After the spa, the single man and his wife went to the bathroom to shower together (also previously agreed upon, but to my surprise, his wife was willing to go with him. Initially, we said we might not shower together on the first time, but the spa probably really relaxed her a lot). After showering, the real threesome began (I won't describe the process in detail; there are a few photos in the album, you can use the photos to imagine it yourself).

Now

let's talk about the specific feelings. Perhaps because it was my first time, I was nervous, and the activity didn't meet my expectations. We only did it once. My wife and I were both satisfied with the threesome format, but she wasn't particularly satisfied with the sexual experience. First, A's penis was a bit small, and the duration was a bit short. This might be because we didn't communicate well with her beforehand, and his foreplay wasn't as experienced. Here, I want to remind all single men to learn more about their swap partners, especially their wives' preferences, beforehand. Some like it more intense, some like it gentler; you must understand that everyone's preference for intensity is different. However, we were quite satisfied with A's character and manners. For couples who haven't tried this yet, I want to give the husband some advice: before deciding to do it, you must have a deep understanding of yourself and not act impulsively. When your wife is truly exposed to a stranger and you have sex with her, there will be a contrast in your mindset. You must have a strong emotional foundation. If you can overcome this problem, your relationship will undoubtedly undergo a qualitative leap. Through this activity, my wife and I have clearly reached a new level; her dependence on me and my love for her have genuinely increased.

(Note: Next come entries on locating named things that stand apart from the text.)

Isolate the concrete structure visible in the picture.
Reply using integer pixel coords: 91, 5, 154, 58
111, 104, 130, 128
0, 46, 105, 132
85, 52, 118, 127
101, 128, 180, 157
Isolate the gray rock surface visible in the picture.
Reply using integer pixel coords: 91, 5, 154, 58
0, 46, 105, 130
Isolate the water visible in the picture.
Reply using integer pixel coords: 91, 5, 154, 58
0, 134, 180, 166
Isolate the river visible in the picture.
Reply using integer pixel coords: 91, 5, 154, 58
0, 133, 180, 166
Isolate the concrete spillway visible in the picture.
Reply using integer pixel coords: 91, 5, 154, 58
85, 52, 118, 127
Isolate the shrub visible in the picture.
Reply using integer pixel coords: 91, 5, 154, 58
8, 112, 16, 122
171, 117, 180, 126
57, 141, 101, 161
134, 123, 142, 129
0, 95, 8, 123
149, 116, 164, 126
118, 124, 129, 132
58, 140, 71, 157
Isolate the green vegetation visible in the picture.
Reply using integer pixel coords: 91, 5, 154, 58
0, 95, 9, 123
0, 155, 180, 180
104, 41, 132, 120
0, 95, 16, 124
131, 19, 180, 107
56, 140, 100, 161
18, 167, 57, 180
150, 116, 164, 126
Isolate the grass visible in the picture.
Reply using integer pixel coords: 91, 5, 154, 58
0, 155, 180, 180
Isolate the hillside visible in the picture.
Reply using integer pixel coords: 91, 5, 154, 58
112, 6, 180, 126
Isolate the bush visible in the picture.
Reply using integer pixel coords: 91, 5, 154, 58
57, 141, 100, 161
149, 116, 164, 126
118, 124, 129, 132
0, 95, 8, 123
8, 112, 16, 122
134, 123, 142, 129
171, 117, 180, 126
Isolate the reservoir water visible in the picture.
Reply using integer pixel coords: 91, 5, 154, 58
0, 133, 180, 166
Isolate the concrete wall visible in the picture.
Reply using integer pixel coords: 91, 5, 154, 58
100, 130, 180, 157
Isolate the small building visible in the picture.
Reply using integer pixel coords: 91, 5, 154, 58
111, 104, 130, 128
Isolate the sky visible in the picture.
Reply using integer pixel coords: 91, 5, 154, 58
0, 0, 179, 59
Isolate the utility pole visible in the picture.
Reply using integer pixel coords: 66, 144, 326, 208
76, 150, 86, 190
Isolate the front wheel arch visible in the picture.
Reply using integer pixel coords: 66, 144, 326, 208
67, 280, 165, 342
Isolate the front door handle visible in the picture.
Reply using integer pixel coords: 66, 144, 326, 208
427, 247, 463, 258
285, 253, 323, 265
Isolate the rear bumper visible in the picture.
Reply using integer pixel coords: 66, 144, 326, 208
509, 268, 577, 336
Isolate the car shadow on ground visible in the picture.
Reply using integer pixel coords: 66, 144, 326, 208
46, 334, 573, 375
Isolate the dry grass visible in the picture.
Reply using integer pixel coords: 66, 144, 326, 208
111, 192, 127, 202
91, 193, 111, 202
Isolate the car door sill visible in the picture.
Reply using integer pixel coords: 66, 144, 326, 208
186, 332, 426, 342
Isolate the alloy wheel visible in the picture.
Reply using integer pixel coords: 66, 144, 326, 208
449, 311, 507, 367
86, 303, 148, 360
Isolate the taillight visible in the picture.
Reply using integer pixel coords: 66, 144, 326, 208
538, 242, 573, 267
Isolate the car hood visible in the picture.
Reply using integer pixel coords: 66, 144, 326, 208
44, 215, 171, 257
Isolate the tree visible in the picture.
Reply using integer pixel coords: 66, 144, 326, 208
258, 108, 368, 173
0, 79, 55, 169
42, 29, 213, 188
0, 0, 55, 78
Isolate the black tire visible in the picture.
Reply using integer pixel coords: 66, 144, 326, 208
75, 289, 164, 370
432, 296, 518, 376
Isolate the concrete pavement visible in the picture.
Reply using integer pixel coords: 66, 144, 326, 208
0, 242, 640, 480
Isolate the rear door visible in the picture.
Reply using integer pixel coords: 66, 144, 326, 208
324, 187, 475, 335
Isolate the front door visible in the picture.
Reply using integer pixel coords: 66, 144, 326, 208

Honestly, I believe that for husbands who participate in couples-based dating, their wives mostly agree to participate because they love them and because they appreciate their preferences. Regardless of success or failure, you should treat your wives even better. To wives, I thank you for your love and sacrifices, which allow us men to satisfy our desires to the fullest. To single men, I say: more sincerity, less prejudice, more self-cultivation, less cynicism—all will bring rewards.

Finally, I wish all those who sincerely seek friendship will find their ideal partner. This is a bit rambling, but please bear with it; these are all my genuine thoughts!